Złotoryja w żałobie. 21-letni Kacper brutalnie zamordowany we Wrocławiu – ruszył proces sprawców
- 23 kwietnia, 2025
- 0 komentarzy
WROCŁAW – Wstrząsająca zbrodnia, do której doszło w styczniu w centrum Wrocławia, znalazła swój finał na sali sądowej. 21-letni Kacper S. ze Złotoryi został brutalnie zamordowany po nocnej zabawie w jednym z klubów w popularnym wśród młodzieży Pasażu Niepolda. Dwóch obywateli Gruzji, Iusif K. i Elmar M., przyznało się do udziału w zdarzeniu, które zakończyło się tragiczną śmiercią młodego mężczyzny.

Do zdarzenia doszło nad ranem, około godziny 5:00, 27 stycznia. Według ustaleń prokuratury, oskarżeni zaatakowali Kacpra, zadając mu liczne ciosy pięściami w głowę oraz rany kłute nożem. Obrażenia – w tym rana głowy oraz rana brzucha – okazały się śmiertelne. Mimo ciężkiego stanu, ofierze nie udzielono pomocy. Napastnicy uciekli z miejsca zdarzenia samochodem.

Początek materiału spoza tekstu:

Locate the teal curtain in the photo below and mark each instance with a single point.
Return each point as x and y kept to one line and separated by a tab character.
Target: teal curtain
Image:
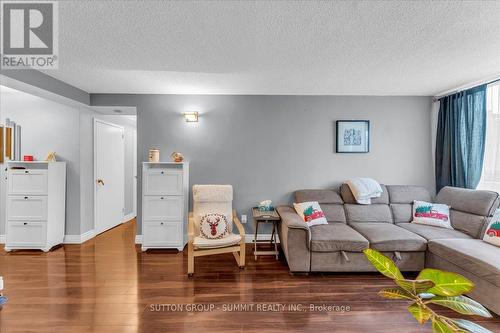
460	138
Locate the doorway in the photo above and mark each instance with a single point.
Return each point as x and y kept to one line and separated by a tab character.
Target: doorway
109	175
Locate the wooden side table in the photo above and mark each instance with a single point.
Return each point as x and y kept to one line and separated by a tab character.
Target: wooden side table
265	217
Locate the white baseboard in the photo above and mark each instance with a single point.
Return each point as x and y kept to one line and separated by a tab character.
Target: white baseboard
128	217
79	239
138	239
249	237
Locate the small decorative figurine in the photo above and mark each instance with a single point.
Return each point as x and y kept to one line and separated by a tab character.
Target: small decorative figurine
177	157
154	155
266	206
51	157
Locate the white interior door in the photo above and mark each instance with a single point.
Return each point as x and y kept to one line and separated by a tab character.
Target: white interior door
109	174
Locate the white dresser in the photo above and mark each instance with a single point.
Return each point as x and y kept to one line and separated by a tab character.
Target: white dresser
36	205
165	203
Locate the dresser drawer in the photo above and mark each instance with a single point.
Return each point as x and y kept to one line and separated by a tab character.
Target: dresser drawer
166	234
26	233
163	182
165	208
27	208
27	182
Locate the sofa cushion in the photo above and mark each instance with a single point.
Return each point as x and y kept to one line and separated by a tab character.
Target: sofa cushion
405	194
310	212
368	213
401	199
429	213
473	255
430	232
330	201
389	237
334	237
334	212
321	196
402	212
348	197
476	202
492	231
471	224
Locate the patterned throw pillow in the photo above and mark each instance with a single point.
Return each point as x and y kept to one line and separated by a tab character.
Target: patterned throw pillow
213	226
310	212
492	234
437	215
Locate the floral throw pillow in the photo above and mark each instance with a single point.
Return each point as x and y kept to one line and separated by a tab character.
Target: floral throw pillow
428	213
492	234
213	226
310	212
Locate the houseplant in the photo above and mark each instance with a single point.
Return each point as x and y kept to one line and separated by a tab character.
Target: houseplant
432	286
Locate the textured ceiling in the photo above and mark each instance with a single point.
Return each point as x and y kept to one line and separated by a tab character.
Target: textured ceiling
275	47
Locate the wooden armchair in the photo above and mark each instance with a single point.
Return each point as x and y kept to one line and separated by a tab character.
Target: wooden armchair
214	199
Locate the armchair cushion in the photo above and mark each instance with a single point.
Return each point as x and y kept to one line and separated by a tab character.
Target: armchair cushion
210	199
203	243
213	226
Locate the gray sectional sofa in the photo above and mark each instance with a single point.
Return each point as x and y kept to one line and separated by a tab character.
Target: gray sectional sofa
385	226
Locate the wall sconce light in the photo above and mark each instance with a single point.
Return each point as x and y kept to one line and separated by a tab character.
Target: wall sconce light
191	117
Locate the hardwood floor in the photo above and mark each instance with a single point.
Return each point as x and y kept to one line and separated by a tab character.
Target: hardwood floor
108	285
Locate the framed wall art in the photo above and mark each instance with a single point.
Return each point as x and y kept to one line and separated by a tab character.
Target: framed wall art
353	136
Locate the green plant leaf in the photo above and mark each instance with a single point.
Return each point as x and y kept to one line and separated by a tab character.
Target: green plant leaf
415	286
469	326
439	325
461	304
395	293
421	314
426	295
446	283
383	264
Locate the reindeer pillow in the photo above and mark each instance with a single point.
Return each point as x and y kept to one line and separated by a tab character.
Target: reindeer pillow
213	226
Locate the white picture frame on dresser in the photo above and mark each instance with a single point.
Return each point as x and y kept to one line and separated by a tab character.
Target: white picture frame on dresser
35	205
165	204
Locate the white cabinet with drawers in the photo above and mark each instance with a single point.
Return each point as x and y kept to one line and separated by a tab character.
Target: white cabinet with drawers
35	204
165	201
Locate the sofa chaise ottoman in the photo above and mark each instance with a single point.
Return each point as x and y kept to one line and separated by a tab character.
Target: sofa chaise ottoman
386	226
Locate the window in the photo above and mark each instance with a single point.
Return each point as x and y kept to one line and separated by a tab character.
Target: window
490	179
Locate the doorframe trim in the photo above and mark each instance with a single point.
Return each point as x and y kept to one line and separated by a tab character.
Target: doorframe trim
94	179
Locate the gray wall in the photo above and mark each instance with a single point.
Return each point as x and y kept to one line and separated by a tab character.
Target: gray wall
47	126
269	146
51	126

Proces ruszył we wrocławskim Sądzie Okręgowym. Obaj mężczyźni nie zaprzeczają swojej winie. – Nikt nie chciał, żeby to się wydarzyło – mówili z ławy oskarżonych. Iusif K. zeznawał, że cała sytuacja miała swój początek jeszcze w klubie. – Wychodziłem na zewnątrz, zobaczyłem, że Elmar rozmawia z jakąś grupą. Wydawało się, że się kłócą. Chciałem go odciągnąć – mówił. Według jego relacji, konflikt zaostrzył się, gdy Kacper miał oskarżyć ich o kradzież i nazwać terrorystami.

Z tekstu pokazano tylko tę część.